Bruno Pedro
Lifestreaming aggregators
Lifestreaming aggregators became popular as the number of different applications where you could participate – either by updating your status or by uploading something – increased. The aggregators are here to relieve you from the burden of going to multiple locations to find out what your friends or contacts are up to.
Services like plaxo, spokeo, friendfeed or socialthing (lifestream blog has a more compreheensible list) start by asking your identification on different services. Then they aggregate information you update on those services and let you – and your contacts – access that information from a central location.
This obviously means that the aggregators wouldn’t exist if the services they’re collecting information from weren’t popular. Those lifestreaming services opened the way to this new wave of applications. So, what is lifestreaming, anyway?
Lifestreaming itself is the ability to publish quick updates about what you’re doing or thinking at the moment. Those posts can be very short and textual, or they can contain other media such as pictures, or video. There is a considerable number of available lifestreaming services, with twitter being the most popular.
Some people are questioning the true value of these lifestreaming services. Major concerns are a) the increasing volume of information you’ll have to process; and b) the decreasing willingness to participate by writing more extensive thoughts.

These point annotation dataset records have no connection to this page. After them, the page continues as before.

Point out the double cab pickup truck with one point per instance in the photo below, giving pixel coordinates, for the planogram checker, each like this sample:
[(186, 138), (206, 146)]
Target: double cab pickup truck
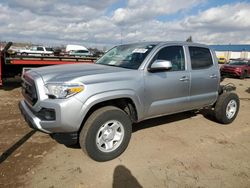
[(95, 105)]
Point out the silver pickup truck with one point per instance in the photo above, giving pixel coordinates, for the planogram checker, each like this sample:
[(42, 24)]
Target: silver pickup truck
[(95, 105)]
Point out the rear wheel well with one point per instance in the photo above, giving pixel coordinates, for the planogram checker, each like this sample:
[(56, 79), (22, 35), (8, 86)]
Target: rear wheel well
[(125, 104)]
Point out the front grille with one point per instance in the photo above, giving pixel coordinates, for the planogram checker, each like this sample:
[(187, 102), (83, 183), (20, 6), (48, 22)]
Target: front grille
[(29, 90)]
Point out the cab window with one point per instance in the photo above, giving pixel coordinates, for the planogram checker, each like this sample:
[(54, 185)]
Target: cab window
[(200, 58), (174, 54)]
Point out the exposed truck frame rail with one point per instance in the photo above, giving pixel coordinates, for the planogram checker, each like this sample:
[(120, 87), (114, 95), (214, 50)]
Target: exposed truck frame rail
[(12, 65)]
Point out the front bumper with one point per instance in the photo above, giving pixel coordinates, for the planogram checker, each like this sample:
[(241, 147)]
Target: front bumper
[(68, 117), (33, 121)]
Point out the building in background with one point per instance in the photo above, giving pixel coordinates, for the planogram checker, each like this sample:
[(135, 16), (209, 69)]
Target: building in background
[(232, 51)]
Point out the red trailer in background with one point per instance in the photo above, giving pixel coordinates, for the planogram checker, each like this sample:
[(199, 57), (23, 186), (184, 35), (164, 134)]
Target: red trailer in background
[(13, 65)]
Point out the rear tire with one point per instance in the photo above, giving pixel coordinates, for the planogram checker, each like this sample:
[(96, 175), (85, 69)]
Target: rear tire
[(227, 107), (106, 133)]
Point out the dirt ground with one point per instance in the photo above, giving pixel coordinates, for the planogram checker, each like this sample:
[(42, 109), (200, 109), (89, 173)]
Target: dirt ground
[(183, 150)]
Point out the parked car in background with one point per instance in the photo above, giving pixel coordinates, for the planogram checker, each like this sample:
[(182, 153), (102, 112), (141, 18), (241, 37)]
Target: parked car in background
[(239, 68), (37, 50), (222, 60), (80, 53)]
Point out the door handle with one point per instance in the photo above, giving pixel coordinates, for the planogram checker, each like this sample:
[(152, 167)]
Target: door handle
[(184, 78), (213, 76)]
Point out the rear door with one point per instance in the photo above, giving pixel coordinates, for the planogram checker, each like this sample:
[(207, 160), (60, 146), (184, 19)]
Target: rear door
[(205, 77), (167, 92)]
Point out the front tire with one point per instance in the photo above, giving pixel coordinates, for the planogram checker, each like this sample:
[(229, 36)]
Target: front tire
[(106, 133), (227, 107)]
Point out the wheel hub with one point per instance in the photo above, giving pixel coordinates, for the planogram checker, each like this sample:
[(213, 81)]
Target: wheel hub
[(110, 136)]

Some evidence of these concerns can be found at the Micro Persuasion blog, where Steve Rubel explains that:
We are reaching a point where the number of inputs we have as individuals is beginning to exceed what we are capable as humans of managing. The demands for our attention are becoming so great, and the problem so widespread, that it will cause people to crash and curtail these drains. Human attention does not obey Moore’s Law.

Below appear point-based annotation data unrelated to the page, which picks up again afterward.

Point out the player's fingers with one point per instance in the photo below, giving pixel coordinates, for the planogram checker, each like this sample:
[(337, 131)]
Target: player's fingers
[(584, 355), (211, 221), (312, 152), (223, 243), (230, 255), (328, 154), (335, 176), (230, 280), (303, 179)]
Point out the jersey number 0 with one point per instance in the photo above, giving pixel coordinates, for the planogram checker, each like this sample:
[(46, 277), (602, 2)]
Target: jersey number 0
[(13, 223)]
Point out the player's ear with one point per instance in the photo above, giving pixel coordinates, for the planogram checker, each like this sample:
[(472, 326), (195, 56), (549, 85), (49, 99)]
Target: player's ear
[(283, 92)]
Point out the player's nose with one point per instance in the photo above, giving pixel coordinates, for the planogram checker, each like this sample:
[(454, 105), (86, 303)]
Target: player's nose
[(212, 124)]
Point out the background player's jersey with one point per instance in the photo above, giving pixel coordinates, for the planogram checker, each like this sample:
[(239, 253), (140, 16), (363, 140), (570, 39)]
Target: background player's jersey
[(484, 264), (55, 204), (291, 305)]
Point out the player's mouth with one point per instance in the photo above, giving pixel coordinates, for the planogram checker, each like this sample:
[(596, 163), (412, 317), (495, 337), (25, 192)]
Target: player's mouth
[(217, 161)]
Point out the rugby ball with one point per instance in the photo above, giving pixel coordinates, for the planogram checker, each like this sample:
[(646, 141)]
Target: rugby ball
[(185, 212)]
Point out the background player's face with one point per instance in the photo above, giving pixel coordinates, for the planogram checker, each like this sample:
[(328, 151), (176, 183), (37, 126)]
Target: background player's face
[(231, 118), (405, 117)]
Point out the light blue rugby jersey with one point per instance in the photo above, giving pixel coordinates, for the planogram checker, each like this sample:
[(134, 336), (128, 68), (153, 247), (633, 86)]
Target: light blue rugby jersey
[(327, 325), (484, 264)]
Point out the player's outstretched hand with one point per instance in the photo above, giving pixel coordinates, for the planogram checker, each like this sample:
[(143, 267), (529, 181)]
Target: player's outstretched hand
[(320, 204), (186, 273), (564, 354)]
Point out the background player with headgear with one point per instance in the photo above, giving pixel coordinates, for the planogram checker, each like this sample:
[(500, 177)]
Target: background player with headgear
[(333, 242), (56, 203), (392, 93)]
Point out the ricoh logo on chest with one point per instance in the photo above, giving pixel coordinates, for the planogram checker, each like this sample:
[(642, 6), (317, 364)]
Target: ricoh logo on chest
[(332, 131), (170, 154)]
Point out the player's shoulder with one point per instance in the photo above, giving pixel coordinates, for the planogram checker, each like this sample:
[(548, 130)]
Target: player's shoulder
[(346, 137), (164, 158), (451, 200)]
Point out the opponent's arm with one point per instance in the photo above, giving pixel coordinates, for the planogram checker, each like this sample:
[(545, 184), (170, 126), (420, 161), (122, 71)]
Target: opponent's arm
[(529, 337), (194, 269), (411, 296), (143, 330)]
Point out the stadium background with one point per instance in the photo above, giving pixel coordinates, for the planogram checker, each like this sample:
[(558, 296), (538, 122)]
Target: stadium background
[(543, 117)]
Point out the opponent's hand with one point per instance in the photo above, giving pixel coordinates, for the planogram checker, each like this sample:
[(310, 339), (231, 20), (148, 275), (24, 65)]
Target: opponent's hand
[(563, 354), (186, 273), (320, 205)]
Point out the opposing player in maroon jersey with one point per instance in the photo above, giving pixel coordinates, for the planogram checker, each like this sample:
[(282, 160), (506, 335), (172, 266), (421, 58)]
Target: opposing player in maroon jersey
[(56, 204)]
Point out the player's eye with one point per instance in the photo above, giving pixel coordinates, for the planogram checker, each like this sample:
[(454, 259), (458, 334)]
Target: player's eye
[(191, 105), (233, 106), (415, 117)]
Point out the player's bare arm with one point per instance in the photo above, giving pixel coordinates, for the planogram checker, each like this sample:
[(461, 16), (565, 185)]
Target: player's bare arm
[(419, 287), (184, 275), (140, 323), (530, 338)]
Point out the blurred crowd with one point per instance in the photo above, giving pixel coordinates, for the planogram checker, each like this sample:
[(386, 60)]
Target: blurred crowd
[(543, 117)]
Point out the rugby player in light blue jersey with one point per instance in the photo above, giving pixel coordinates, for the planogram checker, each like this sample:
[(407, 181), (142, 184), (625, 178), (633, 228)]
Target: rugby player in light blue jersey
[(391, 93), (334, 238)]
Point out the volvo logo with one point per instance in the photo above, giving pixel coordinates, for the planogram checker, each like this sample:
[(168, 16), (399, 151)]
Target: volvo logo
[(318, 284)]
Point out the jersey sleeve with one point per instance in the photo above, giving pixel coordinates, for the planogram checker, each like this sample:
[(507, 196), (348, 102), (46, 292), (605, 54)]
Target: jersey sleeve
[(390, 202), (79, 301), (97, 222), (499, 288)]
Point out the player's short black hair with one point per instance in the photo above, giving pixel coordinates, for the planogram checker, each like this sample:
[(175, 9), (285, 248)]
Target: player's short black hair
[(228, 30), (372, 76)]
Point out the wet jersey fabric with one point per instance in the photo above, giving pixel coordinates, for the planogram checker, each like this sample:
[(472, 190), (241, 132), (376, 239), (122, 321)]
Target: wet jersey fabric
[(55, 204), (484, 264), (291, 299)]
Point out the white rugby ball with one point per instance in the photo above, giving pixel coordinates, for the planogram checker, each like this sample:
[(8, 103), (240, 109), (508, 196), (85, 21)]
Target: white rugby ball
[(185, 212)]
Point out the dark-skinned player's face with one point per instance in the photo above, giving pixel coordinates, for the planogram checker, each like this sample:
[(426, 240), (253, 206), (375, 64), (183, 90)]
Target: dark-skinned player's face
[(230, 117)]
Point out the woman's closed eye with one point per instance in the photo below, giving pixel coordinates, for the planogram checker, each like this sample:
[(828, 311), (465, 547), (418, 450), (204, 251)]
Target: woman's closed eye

This is also affecting blogging, as Sarah Perez from ReadWriteWeb, believes:
When people post an article on a blog these days, the conversations are occurring offsite. The blog link could be submitted to Digg, Mixx, and/or FriendFeed, and conversations may occur around the topic on those sites instead. The original blog post, meanwhile, has 0 comments.
So, how can lifestreaming and its aggregators be a good thing if they’re disrupting the way you’re used to interact on the Web? I believe we’re in the beginning of a much wider paradigm shift where the interaction will move from localized items – like blog posts – and start spreading all across the Web. What will matter in the future is not the place where you posted your thought or your comment but instead its context.
How will it evolve? Probably microformats will play an important role, as they allow you to refer to disperse pieces of information and define the context of the information you’re publishing. Aggregators and search engines will also play an important role, clustering information according to their context.